There are two types of semiconductor memories –
a. Volatile Memory : RAM (Random Access Memory).
b. Non-Volatile Memory : ROM (Read only Memory), PROM
(Programmable ROM) EPROM (Erasable PROM), EEPROM (Electrically
Erasable PROM)
Secondary Memory :
There is another kind of storage device, apart from primary or main memory, which is
known as secondary memory.
Secondary memories are non volatile memory and it is used for permanent storage of data
and program.
Example of secondary memories:
Hard Disk, Floppy Disk, Magnetic Tape------ These are magnetic devices,
CD-ROM------ is optical device
Thumb drive (or pen drive) ------ is semiconductor memory.
COMPUTER ARCHITECTURE
Computer Architecture refers to those attributes of a system visible to a programmer and have a
direct effect on the execution of a program.

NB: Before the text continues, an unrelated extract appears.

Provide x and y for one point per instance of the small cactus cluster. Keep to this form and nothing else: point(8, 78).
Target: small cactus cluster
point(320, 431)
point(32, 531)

Computer Architecture is the field of study of selecting and interconnecting hardware
components to create computers that satisfy functional performance and cost goals.
It refers to those attributes of the computer system that are visible to a programmer Computer
Architecture Concerns Machine Organization, interfaces, application, technology, measurement
& simulation that Includes:
 Instruction set
 Data formats
 Principle of Operation (formal description of every operation)
 Features (organization of programmable storage, registers used, interrupts mechanism,
etc.)
In short, it is the combination of Instruction Set Architecture, Machine Organization and the
related hardware.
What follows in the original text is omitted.